Statue of Harpocrates
Marble statue of Harpocrates, who was adapted by the Greeks from the Egyptian child god Horus, represented the newborn sun, rising each day at dawn. Harpocrates meaning “Horus the Child”, was the god of silence, secrets and confidentiality in the Hellenistic religion developed in Ptolemaic Alexandria.
In Egyptian mythology, Horus was the child of Isis and Osiris. Osiris was the original divine pharaoh of Egypt, who had been murdered by his brother Set (by interpretatio graeca, identified with Typhon or Chaos), mummified, and thus became the god of the underworld. The Greeks melded Osiris with their underworldly Hades to produce the essentially Alexandrian syncretism known as Serapis.

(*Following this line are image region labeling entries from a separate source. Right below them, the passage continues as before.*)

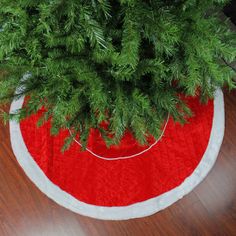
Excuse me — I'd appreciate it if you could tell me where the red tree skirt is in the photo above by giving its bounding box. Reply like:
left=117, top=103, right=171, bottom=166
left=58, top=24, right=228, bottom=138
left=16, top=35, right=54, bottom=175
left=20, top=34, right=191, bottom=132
left=10, top=91, right=224, bottom=220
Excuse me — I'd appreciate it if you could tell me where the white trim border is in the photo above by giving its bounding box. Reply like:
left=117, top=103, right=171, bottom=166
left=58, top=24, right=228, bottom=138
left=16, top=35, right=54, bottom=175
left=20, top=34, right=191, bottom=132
left=10, top=90, right=225, bottom=220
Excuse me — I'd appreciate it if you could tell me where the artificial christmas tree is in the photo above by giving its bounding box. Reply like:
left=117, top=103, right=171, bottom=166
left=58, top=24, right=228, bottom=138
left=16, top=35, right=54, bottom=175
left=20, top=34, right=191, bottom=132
left=0, top=0, right=236, bottom=219
left=0, top=0, right=236, bottom=148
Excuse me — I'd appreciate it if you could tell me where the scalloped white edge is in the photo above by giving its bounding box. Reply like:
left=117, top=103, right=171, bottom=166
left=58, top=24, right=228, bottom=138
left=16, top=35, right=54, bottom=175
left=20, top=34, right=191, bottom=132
left=10, top=89, right=225, bottom=220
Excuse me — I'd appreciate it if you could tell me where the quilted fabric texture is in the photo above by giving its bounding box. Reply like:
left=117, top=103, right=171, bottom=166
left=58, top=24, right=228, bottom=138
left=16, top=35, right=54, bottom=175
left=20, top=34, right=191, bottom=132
left=20, top=98, right=214, bottom=206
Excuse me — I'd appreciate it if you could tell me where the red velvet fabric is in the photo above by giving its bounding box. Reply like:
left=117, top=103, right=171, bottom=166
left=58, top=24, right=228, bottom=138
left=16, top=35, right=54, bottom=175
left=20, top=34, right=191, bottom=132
left=20, top=98, right=214, bottom=206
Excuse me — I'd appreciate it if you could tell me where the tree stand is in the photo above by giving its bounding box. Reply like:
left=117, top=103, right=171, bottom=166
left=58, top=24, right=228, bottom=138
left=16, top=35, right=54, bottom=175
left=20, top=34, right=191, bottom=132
left=10, top=90, right=224, bottom=220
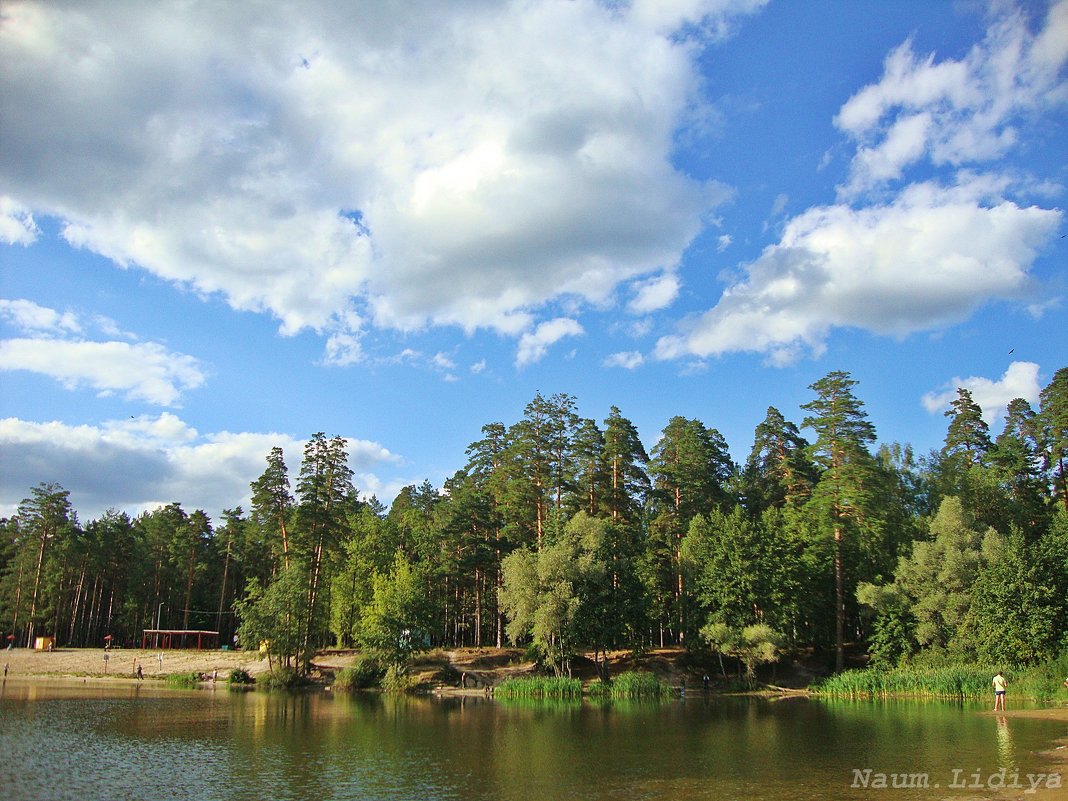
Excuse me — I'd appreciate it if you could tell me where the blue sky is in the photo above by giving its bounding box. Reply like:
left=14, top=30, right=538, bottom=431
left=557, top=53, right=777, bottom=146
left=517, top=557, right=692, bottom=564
left=0, top=0, right=1068, bottom=520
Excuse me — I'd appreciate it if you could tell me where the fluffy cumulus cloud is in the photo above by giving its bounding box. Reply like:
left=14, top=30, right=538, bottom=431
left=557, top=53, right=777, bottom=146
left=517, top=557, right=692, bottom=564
left=656, top=0, right=1068, bottom=364
left=0, top=413, right=398, bottom=520
left=923, top=362, right=1041, bottom=425
left=0, top=0, right=763, bottom=350
left=657, top=183, right=1061, bottom=362
left=834, top=0, right=1068, bottom=192
left=516, top=317, right=583, bottom=367
left=604, top=350, right=645, bottom=370
left=0, top=299, right=207, bottom=406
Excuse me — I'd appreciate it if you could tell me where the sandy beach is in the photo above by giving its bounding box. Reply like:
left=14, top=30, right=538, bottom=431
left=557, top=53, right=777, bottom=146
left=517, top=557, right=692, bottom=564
left=0, top=648, right=268, bottom=679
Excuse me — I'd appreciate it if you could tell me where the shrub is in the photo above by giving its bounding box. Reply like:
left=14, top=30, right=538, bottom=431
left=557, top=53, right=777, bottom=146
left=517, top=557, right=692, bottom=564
left=334, top=654, right=386, bottom=690
left=493, top=676, right=582, bottom=698
left=163, top=673, right=201, bottom=687
left=382, top=663, right=415, bottom=692
left=256, top=668, right=308, bottom=690
left=226, top=668, right=249, bottom=685
left=611, top=671, right=671, bottom=698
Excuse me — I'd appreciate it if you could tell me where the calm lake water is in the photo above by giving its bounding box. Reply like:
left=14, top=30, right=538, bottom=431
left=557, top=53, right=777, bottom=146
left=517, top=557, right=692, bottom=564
left=0, top=680, right=1066, bottom=801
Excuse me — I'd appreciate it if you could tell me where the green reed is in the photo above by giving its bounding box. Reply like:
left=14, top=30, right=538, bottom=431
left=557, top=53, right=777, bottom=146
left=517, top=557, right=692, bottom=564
left=493, top=676, right=582, bottom=698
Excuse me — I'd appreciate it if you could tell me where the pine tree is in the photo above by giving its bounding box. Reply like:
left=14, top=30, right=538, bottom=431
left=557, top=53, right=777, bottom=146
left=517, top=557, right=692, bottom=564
left=801, top=371, right=875, bottom=671
left=1038, top=367, right=1068, bottom=511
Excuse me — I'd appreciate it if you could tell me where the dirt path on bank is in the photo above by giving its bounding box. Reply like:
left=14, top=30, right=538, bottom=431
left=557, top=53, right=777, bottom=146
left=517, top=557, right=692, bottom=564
left=0, top=648, right=267, bottom=679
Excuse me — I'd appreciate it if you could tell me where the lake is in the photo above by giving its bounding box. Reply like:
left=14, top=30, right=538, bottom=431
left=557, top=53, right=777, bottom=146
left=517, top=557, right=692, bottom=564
left=0, top=680, right=1065, bottom=801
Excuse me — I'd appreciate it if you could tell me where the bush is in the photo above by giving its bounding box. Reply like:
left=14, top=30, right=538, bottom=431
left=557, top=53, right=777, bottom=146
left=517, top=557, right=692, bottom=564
left=256, top=668, right=308, bottom=690
left=163, top=673, right=201, bottom=687
left=586, top=671, right=672, bottom=701
left=226, top=668, right=249, bottom=685
left=610, top=671, right=671, bottom=698
left=334, top=654, right=386, bottom=690
left=815, top=664, right=999, bottom=698
left=493, top=676, right=582, bottom=698
left=382, top=663, right=415, bottom=692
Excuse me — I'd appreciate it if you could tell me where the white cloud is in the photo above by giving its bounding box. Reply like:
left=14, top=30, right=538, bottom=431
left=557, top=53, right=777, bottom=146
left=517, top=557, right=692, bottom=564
left=430, top=352, right=456, bottom=371
left=516, top=317, right=583, bottom=367
left=0, top=339, right=206, bottom=406
left=655, top=0, right=1068, bottom=365
left=0, top=194, right=41, bottom=245
left=0, top=0, right=763, bottom=350
left=627, top=272, right=679, bottom=314
left=657, top=182, right=1062, bottom=364
left=922, top=362, right=1041, bottom=425
left=604, top=350, right=645, bottom=370
left=834, top=0, right=1068, bottom=193
left=0, top=413, right=399, bottom=521
left=0, top=298, right=81, bottom=333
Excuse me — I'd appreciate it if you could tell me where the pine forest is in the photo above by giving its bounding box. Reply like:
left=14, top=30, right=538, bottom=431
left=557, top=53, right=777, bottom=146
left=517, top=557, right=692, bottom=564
left=0, top=367, right=1068, bottom=674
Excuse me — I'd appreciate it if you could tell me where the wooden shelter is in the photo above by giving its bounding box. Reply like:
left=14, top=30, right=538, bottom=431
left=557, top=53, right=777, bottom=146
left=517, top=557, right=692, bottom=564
left=141, top=629, right=219, bottom=650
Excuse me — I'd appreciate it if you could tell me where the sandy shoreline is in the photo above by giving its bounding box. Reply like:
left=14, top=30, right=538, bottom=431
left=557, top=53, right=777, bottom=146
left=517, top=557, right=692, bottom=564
left=0, top=648, right=268, bottom=680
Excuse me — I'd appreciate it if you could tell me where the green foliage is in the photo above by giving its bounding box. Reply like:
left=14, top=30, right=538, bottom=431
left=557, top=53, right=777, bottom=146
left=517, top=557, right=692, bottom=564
left=226, top=668, right=256, bottom=685
left=8, top=368, right=1068, bottom=675
left=256, top=665, right=308, bottom=690
left=358, top=553, right=428, bottom=663
left=493, top=676, right=582, bottom=698
left=163, top=673, right=201, bottom=687
left=588, top=671, right=672, bottom=700
left=234, top=561, right=311, bottom=668
left=381, top=662, right=418, bottom=692
left=501, top=512, right=611, bottom=675
left=814, top=651, right=1068, bottom=701
left=333, top=654, right=387, bottom=690
left=701, top=621, right=783, bottom=687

Among the Egyptians, the full-grown Horus was considered the victorious god of the sun who each day overcomes darkness. He is often represented with the head of a Eurasian sparrowhawk, which was sacred to him, as the hawk flies high above the Earth. Horus fought battles against Set, until he finally achieved victory and became the ruler of Egypt. Thereafter, the pharaohs of Egypt were seen as reincarnations of the victorious Horus.
“Horus on the Crocodiles” steles depicting Heru-pa-Khered standing on the back of a crocodile and holding snakes in his outstretched hands were erected in Egyptian temple courtyards, where they would be immersed or lustrated (purified) in water; the water was then used for blessing and healing purposes as the name of Heru-pa-Khered was itself attributed with many protective and healing powers.
From Sidi Bishr, Alexandria. Graeco-Roman, Roman Period, 2nd century AD. Now in the Bibliotheca Alexandrina Antiquities Museum, Alexandria.